M would get this. He’s been here. We met on a health anxiety support board, after all. Who would’ve believed it–two otherwise bold, laughing rationalists, meeting amongst all those freckle counting, hand-wringing ER-crashers. But we did. Not the love of my life, as I once thought, but my grand passion, for sure. Logistics ended it (for the best), and so much has happened since, I doubt we’d be able to speak without a simultaneous translator, but back then, we were able to get closer to one another than anyone else, precisely because we’d walked the same shadowscape with similar internal instruments; had taken some of the same photos, and laughed at the same things. I’d tasted his angst and he’d tasted mine. And tonight I miss that…

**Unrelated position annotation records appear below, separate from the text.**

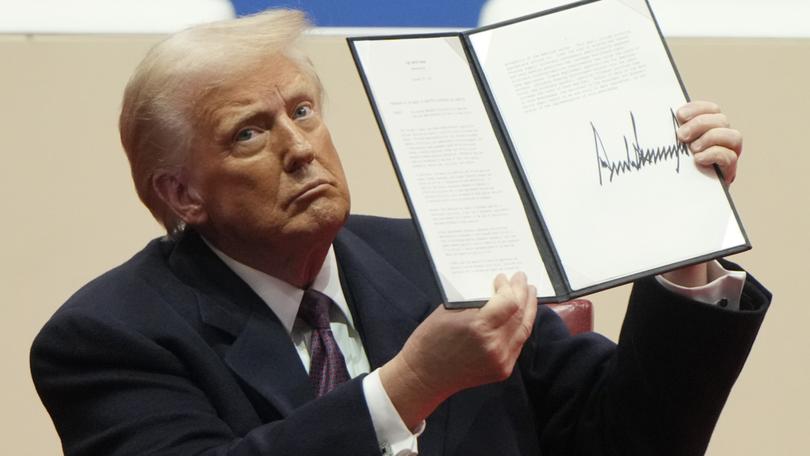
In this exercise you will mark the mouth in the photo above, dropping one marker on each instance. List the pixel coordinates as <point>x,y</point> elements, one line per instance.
<point>310,189</point>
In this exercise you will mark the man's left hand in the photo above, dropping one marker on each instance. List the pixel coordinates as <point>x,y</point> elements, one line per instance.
<point>709,135</point>
<point>707,131</point>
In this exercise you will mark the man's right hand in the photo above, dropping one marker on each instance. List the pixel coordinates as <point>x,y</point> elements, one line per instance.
<point>457,349</point>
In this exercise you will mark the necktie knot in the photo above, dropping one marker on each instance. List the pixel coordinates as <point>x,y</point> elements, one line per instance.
<point>327,368</point>
<point>314,309</point>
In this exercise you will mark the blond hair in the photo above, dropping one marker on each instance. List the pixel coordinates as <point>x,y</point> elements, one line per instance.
<point>156,122</point>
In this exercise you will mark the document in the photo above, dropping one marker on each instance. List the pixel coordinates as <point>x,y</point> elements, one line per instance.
<point>546,145</point>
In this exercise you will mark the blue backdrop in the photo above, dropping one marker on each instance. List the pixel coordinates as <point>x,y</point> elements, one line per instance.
<point>376,13</point>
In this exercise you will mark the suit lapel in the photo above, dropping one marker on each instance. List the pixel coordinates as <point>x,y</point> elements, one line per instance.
<point>262,354</point>
<point>386,307</point>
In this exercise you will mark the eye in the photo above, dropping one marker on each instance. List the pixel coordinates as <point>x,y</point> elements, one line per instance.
<point>303,110</point>
<point>245,134</point>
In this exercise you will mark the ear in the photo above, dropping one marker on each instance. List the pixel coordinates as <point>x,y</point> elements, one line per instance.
<point>172,187</point>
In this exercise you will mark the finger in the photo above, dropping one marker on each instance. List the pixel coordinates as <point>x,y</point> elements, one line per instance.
<point>501,307</point>
<point>695,108</point>
<point>530,313</point>
<point>500,281</point>
<point>698,125</point>
<point>724,137</point>
<point>723,157</point>
<point>519,286</point>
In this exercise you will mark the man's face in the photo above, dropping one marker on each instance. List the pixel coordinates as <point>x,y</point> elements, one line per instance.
<point>263,164</point>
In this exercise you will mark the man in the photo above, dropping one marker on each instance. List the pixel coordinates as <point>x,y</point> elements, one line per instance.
<point>219,340</point>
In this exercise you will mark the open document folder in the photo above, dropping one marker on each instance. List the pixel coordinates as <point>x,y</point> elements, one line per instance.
<point>547,144</point>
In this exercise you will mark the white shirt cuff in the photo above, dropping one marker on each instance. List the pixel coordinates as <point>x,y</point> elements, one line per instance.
<point>393,436</point>
<point>724,287</point>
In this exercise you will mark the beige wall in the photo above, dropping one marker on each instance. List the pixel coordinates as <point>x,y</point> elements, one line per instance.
<point>69,211</point>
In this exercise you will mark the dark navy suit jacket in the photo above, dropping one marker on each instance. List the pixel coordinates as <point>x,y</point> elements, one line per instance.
<point>172,354</point>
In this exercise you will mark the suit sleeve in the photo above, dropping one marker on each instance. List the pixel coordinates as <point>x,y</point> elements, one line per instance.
<point>112,391</point>
<point>659,391</point>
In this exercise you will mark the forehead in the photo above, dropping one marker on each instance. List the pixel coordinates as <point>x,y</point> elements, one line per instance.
<point>258,83</point>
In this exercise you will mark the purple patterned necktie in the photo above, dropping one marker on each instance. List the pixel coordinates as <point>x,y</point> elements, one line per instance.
<point>327,368</point>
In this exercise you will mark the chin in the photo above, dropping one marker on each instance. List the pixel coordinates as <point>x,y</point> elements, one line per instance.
<point>322,219</point>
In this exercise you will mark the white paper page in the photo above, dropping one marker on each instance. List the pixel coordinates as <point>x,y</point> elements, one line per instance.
<point>457,179</point>
<point>581,91</point>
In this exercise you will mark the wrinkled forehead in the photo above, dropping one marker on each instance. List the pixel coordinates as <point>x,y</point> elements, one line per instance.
<point>277,75</point>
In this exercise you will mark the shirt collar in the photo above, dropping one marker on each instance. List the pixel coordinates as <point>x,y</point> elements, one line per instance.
<point>283,298</point>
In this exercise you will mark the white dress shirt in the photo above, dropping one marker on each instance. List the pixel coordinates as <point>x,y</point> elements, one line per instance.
<point>393,435</point>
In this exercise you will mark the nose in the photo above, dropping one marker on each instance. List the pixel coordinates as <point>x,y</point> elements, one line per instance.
<point>293,144</point>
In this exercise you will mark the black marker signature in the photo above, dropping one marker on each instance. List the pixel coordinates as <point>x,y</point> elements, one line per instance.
<point>640,156</point>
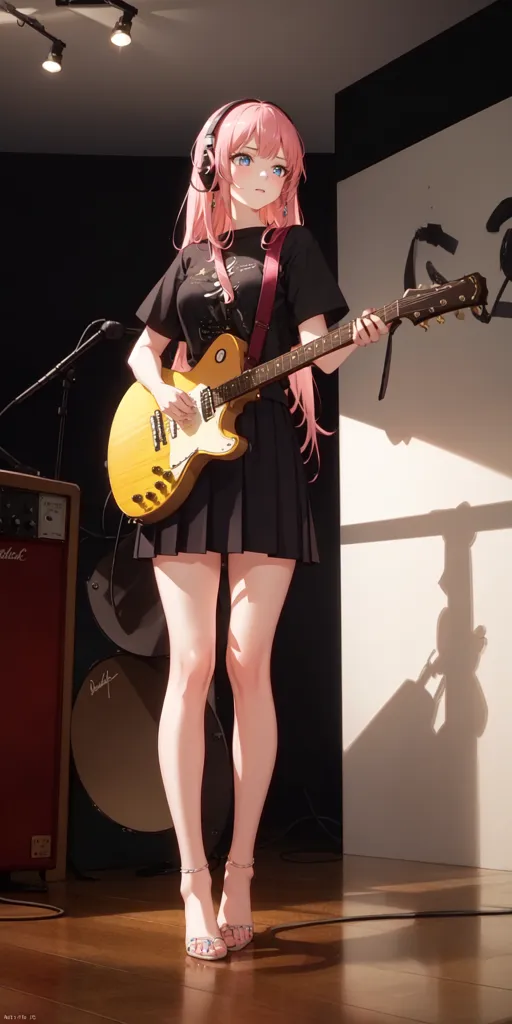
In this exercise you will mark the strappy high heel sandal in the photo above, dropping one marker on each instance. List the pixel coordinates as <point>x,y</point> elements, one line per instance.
<point>230,928</point>
<point>211,952</point>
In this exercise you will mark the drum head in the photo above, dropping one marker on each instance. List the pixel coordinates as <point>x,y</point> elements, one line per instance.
<point>114,737</point>
<point>136,622</point>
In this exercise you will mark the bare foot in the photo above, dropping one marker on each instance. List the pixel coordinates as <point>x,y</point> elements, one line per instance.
<point>201,925</point>
<point>236,906</point>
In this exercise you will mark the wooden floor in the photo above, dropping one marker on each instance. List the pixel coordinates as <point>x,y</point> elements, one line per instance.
<point>119,953</point>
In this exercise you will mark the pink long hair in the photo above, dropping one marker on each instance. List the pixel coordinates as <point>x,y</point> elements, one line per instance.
<point>270,129</point>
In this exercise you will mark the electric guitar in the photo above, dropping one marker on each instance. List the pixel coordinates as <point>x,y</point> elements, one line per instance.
<point>154,464</point>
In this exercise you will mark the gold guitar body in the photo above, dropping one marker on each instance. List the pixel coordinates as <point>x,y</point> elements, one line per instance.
<point>153,463</point>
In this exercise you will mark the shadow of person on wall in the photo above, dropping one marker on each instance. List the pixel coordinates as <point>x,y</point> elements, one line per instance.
<point>410,778</point>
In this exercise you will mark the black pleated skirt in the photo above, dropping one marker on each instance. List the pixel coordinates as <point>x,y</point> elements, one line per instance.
<point>258,503</point>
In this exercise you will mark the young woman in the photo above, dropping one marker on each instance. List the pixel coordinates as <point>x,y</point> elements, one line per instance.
<point>254,511</point>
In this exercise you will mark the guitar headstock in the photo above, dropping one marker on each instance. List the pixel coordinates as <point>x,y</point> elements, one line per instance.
<point>421,304</point>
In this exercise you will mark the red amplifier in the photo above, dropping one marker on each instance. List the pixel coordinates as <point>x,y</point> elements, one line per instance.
<point>38,567</point>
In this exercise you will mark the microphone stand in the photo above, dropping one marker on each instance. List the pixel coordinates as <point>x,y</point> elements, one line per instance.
<point>109,329</point>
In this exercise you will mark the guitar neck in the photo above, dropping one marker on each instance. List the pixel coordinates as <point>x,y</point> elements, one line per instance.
<point>288,364</point>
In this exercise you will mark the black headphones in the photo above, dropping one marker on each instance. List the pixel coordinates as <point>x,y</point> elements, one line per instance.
<point>207,169</point>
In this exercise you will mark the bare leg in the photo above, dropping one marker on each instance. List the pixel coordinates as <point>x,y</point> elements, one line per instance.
<point>259,586</point>
<point>188,588</point>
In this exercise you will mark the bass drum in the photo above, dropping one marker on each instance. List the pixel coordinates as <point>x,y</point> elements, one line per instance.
<point>114,738</point>
<point>126,603</point>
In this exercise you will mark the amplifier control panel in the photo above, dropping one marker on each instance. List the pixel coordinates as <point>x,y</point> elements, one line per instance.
<point>28,513</point>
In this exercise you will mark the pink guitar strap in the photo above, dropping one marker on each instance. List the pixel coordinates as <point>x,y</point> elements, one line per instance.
<point>265,302</point>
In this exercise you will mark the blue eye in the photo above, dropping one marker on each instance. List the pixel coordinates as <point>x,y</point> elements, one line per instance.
<point>240,157</point>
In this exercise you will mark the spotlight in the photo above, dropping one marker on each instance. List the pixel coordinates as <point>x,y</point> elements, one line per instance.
<point>122,31</point>
<point>53,61</point>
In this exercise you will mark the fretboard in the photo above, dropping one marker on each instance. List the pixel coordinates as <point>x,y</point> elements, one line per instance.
<point>282,366</point>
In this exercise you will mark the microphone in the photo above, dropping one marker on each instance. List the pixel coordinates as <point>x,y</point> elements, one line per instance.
<point>109,329</point>
<point>114,331</point>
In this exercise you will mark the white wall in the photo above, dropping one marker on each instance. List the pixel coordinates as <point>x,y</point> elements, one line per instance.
<point>426,517</point>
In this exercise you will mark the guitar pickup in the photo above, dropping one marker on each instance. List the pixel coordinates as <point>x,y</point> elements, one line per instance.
<point>159,418</point>
<point>155,432</point>
<point>207,409</point>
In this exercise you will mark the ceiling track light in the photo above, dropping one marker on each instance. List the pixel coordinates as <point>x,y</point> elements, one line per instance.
<point>122,30</point>
<point>121,34</point>
<point>53,61</point>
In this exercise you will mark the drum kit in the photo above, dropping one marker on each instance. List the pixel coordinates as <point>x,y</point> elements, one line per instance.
<point>117,708</point>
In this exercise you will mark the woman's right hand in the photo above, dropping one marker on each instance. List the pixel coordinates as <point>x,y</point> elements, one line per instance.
<point>177,404</point>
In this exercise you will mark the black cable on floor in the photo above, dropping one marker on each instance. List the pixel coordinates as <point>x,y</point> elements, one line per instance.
<point>58,910</point>
<point>406,915</point>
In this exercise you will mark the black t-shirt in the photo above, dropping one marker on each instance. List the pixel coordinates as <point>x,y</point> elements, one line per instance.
<point>186,304</point>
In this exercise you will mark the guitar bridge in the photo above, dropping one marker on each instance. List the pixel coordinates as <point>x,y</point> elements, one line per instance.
<point>180,463</point>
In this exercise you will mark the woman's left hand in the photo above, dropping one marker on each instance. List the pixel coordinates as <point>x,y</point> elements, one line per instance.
<point>368,329</point>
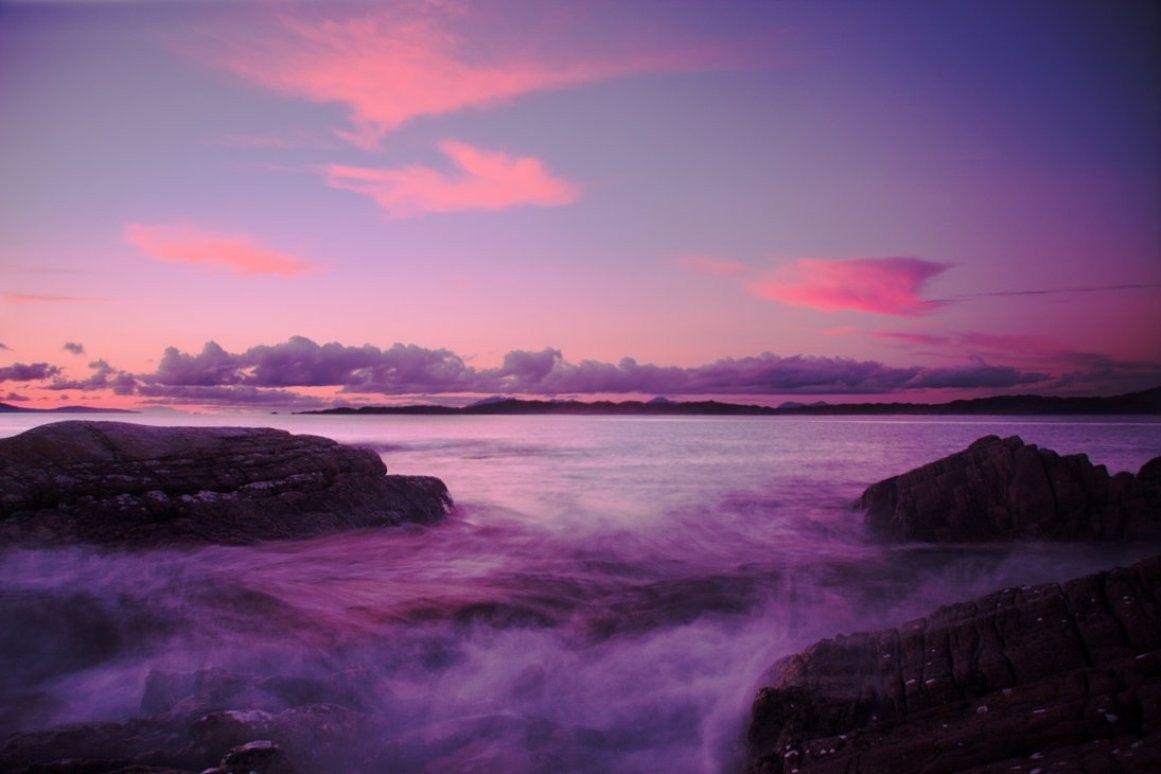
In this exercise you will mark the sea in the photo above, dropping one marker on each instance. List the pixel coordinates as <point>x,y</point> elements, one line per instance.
<point>607,593</point>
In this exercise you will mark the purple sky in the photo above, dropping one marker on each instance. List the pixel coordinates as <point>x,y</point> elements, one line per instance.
<point>276,203</point>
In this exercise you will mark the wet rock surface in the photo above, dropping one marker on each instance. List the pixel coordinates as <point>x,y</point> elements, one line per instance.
<point>135,485</point>
<point>1001,489</point>
<point>1051,677</point>
<point>213,720</point>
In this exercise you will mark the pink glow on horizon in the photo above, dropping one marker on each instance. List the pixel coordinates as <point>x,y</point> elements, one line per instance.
<point>879,286</point>
<point>484,180</point>
<point>186,244</point>
<point>405,62</point>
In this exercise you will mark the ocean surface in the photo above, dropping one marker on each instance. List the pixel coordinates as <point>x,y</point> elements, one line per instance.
<point>606,595</point>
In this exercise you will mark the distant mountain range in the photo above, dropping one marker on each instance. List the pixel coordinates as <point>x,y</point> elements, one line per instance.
<point>1147,402</point>
<point>8,409</point>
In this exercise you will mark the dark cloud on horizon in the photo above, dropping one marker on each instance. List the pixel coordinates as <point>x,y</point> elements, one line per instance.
<point>409,369</point>
<point>28,371</point>
<point>103,377</point>
<point>267,374</point>
<point>226,396</point>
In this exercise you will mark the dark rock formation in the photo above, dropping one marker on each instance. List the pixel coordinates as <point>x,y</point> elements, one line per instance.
<point>1022,678</point>
<point>136,485</point>
<point>1007,489</point>
<point>285,724</point>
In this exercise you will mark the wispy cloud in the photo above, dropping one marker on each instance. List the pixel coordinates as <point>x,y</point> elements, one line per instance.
<point>43,298</point>
<point>482,180</point>
<point>879,286</point>
<point>413,59</point>
<point>187,244</point>
<point>1059,291</point>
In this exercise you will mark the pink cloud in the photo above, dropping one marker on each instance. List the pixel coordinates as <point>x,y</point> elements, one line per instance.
<point>711,266</point>
<point>408,60</point>
<point>483,180</point>
<point>186,244</point>
<point>879,286</point>
<point>42,298</point>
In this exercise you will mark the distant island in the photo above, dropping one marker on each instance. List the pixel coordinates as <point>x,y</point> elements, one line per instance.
<point>8,409</point>
<point>1146,402</point>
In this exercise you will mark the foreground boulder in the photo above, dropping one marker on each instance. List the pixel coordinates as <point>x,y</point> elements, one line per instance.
<point>135,485</point>
<point>1021,679</point>
<point>1006,489</point>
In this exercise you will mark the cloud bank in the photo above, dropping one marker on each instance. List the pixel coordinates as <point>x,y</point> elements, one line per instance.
<point>301,373</point>
<point>408,60</point>
<point>409,369</point>
<point>28,371</point>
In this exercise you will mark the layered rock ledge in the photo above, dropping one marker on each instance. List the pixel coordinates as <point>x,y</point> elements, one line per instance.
<point>1006,489</point>
<point>1029,678</point>
<point>135,485</point>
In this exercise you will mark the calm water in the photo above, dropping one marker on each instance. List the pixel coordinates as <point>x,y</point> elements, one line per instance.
<point>606,595</point>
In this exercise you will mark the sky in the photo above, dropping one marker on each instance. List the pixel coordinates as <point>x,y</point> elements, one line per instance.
<point>231,204</point>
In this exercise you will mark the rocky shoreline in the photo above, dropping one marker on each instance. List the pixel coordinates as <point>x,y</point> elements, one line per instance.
<point>1025,678</point>
<point>1051,675</point>
<point>1003,489</point>
<point>138,486</point>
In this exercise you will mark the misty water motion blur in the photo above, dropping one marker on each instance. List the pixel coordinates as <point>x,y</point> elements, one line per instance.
<point>606,595</point>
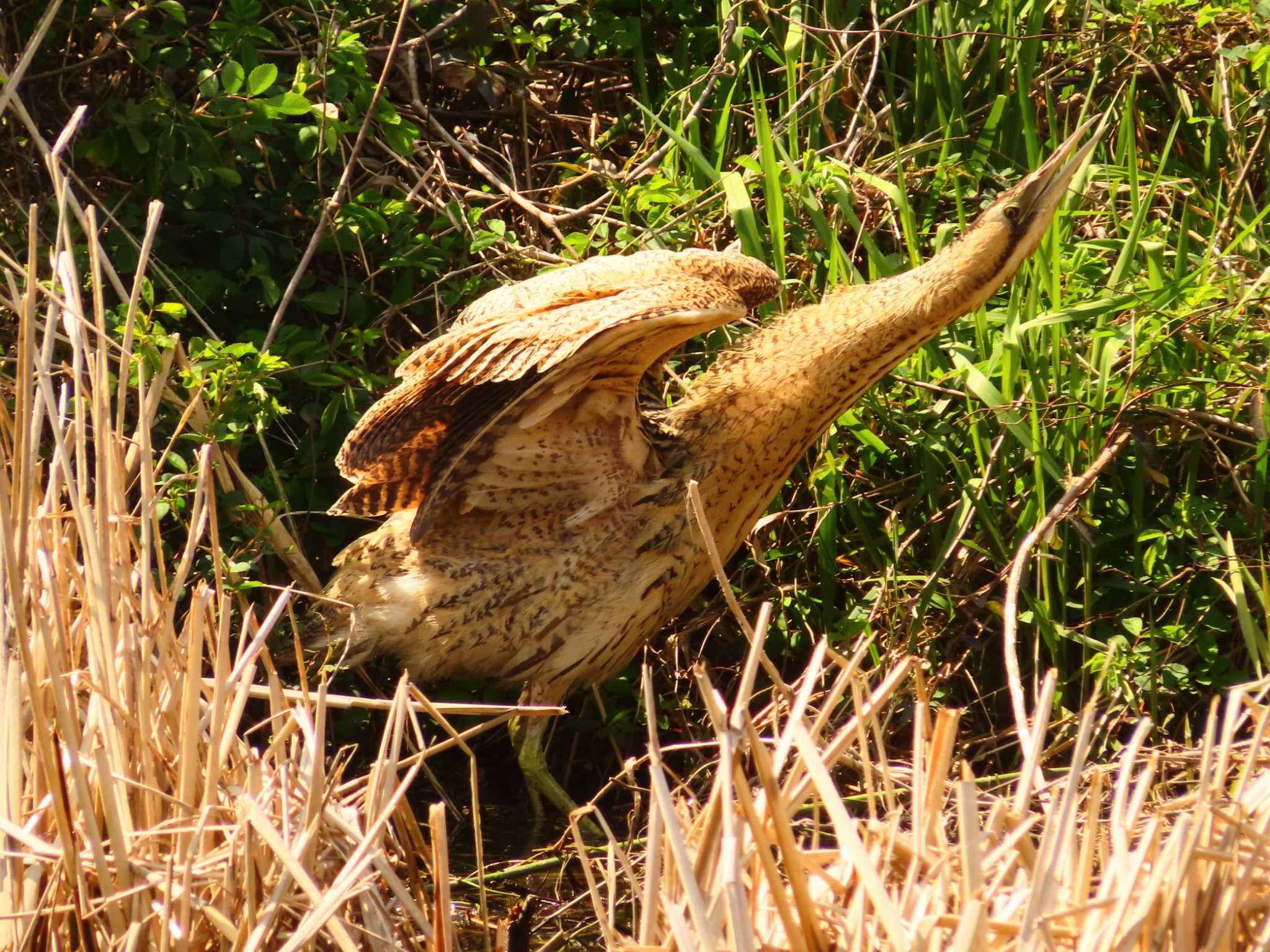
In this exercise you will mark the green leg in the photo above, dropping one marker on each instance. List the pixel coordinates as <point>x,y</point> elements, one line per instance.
<point>533,758</point>
<point>527,742</point>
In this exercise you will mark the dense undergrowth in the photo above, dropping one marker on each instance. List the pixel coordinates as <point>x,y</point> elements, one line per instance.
<point>836,141</point>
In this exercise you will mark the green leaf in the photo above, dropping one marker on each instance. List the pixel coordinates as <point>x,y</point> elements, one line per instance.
<point>231,76</point>
<point>326,301</point>
<point>260,79</point>
<point>291,104</point>
<point>173,9</point>
<point>228,177</point>
<point>208,84</point>
<point>742,213</point>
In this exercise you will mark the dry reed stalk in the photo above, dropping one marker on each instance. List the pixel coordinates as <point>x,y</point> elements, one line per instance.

So, I'm off to bed now, M, but I raise what's left in my teacup (vanilla rooibos, with coconut milk) to you and yours and your collective good fortune tonight. I don't know you what you're about now; I'm guessing you and your awful wife are curled up naked in your piles of money, dreaming of your next vacation, when you can ignore one another in the sunshine. I just hope you're happy and not betraying yourself too much. After all, you made me feel more alive than anyone, right after a time when I felt well and truly dead. I drink to you, because tomorrow I have to start rubbing life into my own cold hands and feet. I drink to the understanding we shared, and hope that I can support myself half as well as we supported one another. Namaste.